Nvidia-container runtime with containerd error on Jetpack 6

I have an AGX Orin running JP6.
I’m trying to setup nvidia container runtime for containerd.

I’m having errors with some containers:

2024-03-09T12:14:01.150Z NvRmMemInitNvmap failed with No such file or directory
2024-03-09T12:14:01.150Z 356: Memory Manager Not supported
2024-03-09T12:14:01.150Z 
2024-03-09T12:14:01.150Z 
2024-03-09T12:14:01.150Z 
2024-03-09T12:14:01.150Z ****NvRmMemMgrInit failed**** error type: 196626
2024-03-09T12:14:01.150Z 
2024-03-09T12:14:01.150Z 
2024-03-09T12:14:01.150Z libnvrm_gpu.so: NvRmGpuLibOpen failed, error=196626
2024-03-09T12:14:01.150Z NvRmMemInitNvmap failed with No such file or directory
2024-03-09T12:14:01.150Z 356: Memory Manager Not supported
2024-03-09T12:14:01.150Z 
2024-03-09T12:14:01.150Z 
2024-03-09T12:14:01.150Z 
2024-03-09T12:14:01.150Z ****NvRmMemMgrInit failed**** error type: 196626
2024-03-09T12:14:01.150Z 
2024-03-09T12:14:01.150Z 
2024-03-09T12:14:01.150Z libnvrm_gpu.so: NvRmGpuLibOpen failed, error=196626
2024-03-09T12:14:01.150Z NvRmMemInitNvmap failed with No such file or directory
2024-03-09T12:14:01.150Z 356: Memory Manager Not supported
2024-03-09T12:14:01.150Z 
2024-03-09T12:14:01.150Z 
2024-03-09T12:14:01.150Z 
2024-03-09T12:14:01.150Z ****NvRmMemMgrInit failed**** error type: 196626
2024-03-09T12:14:01.150Z 
2024-03-09T12:14:01.150Z 
2024-03-09T12:14:01.150Z libnvrm_gpu.so: NvRmGpuLibOpen failed, error=196626

I installed nvidia runtime using the official documentation, and configured containerd to use it.
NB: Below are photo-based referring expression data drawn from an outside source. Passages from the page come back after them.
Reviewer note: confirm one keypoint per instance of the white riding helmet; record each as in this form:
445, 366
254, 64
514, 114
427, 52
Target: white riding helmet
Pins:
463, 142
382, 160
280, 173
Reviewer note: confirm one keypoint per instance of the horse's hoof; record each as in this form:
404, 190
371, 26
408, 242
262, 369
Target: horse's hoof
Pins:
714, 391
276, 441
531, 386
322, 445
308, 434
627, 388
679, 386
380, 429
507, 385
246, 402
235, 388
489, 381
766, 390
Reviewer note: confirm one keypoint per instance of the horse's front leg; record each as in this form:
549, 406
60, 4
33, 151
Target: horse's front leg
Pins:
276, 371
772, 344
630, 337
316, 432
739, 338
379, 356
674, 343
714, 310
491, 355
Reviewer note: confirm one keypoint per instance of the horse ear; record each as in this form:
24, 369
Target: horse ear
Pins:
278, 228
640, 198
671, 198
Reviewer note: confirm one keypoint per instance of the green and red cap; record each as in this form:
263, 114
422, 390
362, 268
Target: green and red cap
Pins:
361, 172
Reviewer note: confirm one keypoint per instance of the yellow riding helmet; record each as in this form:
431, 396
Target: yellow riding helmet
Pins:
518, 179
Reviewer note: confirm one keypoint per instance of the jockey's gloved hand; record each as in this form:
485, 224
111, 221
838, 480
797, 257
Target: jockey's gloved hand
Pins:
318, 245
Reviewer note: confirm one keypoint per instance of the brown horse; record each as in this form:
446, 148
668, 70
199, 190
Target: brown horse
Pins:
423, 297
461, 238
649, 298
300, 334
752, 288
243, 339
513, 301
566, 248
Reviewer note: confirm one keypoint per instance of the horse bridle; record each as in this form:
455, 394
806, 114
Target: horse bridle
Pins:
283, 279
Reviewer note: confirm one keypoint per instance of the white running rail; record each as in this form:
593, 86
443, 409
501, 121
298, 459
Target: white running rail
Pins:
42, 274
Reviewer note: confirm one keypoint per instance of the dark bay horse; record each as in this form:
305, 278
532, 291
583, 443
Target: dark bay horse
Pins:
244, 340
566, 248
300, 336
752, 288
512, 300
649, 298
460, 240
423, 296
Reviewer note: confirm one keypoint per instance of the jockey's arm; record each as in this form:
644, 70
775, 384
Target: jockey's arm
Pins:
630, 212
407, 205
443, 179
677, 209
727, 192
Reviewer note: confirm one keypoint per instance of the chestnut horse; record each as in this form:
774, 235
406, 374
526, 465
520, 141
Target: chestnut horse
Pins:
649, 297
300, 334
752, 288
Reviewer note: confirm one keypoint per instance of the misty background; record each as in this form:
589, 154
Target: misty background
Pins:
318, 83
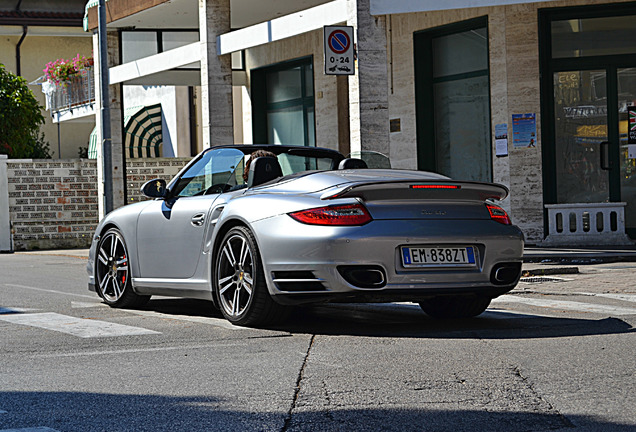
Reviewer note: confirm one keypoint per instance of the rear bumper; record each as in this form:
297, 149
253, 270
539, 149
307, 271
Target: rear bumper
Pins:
303, 263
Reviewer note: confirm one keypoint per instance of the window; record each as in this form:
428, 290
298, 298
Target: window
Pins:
453, 101
214, 172
283, 104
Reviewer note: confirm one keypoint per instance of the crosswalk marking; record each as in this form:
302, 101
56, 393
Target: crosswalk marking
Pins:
35, 429
49, 291
566, 305
623, 297
83, 328
197, 319
4, 311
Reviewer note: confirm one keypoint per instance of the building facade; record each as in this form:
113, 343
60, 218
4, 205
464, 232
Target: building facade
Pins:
534, 95
33, 33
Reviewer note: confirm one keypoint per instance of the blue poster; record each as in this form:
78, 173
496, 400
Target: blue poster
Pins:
524, 130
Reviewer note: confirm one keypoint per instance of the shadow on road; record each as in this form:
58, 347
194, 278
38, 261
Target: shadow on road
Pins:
403, 320
78, 411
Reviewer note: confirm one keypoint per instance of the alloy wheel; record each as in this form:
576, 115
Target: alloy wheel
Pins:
112, 267
235, 275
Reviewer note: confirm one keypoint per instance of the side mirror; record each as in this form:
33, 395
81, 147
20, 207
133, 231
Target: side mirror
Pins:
155, 188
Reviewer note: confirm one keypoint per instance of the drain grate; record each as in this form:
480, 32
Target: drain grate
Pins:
541, 279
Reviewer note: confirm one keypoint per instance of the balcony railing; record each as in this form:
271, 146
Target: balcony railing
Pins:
80, 90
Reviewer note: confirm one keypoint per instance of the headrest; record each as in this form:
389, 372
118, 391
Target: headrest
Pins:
352, 163
263, 170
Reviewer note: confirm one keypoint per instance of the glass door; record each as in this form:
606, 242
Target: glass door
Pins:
580, 107
626, 98
593, 160
588, 66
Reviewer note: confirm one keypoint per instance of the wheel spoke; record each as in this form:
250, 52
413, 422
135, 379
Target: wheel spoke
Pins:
225, 279
225, 288
248, 287
227, 250
103, 258
113, 245
104, 282
247, 283
235, 304
117, 288
244, 252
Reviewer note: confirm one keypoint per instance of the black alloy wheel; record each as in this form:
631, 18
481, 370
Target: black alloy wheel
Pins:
112, 272
240, 284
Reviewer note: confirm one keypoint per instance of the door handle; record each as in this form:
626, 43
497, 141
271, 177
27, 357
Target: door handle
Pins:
605, 161
198, 219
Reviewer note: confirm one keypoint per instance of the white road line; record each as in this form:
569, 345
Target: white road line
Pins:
50, 291
622, 297
83, 328
83, 305
141, 350
14, 310
36, 429
565, 305
197, 319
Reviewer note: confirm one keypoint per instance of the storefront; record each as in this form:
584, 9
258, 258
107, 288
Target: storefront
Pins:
588, 64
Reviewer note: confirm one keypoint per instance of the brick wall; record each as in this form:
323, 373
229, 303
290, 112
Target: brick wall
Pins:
53, 203
139, 171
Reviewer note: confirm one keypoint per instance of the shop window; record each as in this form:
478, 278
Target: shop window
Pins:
283, 103
453, 101
585, 37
Here is my config.toml:

oom_score = 0
root = "/var/lib/containerd"
state = "/run/containerd"
version = 2

[debug]
  level = "info"

[grpc]
  max_recv_message_size = 16777216
  max_send_message_size = 16777216

[metrics]
  address = ""
  grpc_histogram = false

[plugins]

  [plugins."io.containerd.grpc.v1.cri"]
    max_container_log_line_size = -1
    sandbox_image = "k8s.gcr.io/pause:3.3"

    [plugins."io.containerd.grpc.v1.cri".containerd]
      default_runtime_name = "nvidia"
      snapshotter = "overlayfs"

      [plugins."io.containerd.grpc.v1.cri".containerd.runtimes]

        [plugins."io.containerd.grpc.v1.cri".containerd.runtimes.nvidia]
          runtime_engine = ""
          runtime_root = ""
          runtime_type = "io.containerd.runc.v2"

          [plugins."io.containerd.grpc.v1.cri".containerd.runtimes.nvidia.options]
            BinaryName = "/usr/bin/nvidia-container-runtime"
            systemdCgroup = true

        [plugins."io.containerd.grpc.v1.cri".containerd.runtimes.runc]
          runtime_engine = ""
          runtime_root = ""
          runtime_type = "io.containerd.runc.v2"

          [plugins."io.containerd.grpc.v1.cri".containerd.runtimes.runc.options]
            systemdCgroup = true

    [plugins."io.containerd.grpc.v1.cri".registry]

      [plugins."io.containerd.grpc.v1.cri".registry.mirrors]

        [plugins."io.containerd.grpc.v1.cri".registry.mirrors."docker.io"]
          endpoint = ["https://registry-1.docker.io"]

By the way, I always followed the same process for JP5, and it always worked.

Any idea ?

Hi

There is a similar topic that reports k3s is not working on the JetPack 6 DP.
Could you check if you are facing something similar?

We have verified the issue is fixed in the upcoming JetPack 6 GA release.
Thanks.

1 Like

Thanks @AastaLLL ,

We’ll wait for the GA then.

By the way, can we have an idea what was the issue ? @AastaLLL

Hi

Sure, the issue comes from a missing kernel configuration required by the tool.
Please check the topic shared above for more info (including a WAR on JetPack 6DP).

Thanks.

1 Like

This topic was automatically closed 14 days after the last reply. New replies are no longer allowed.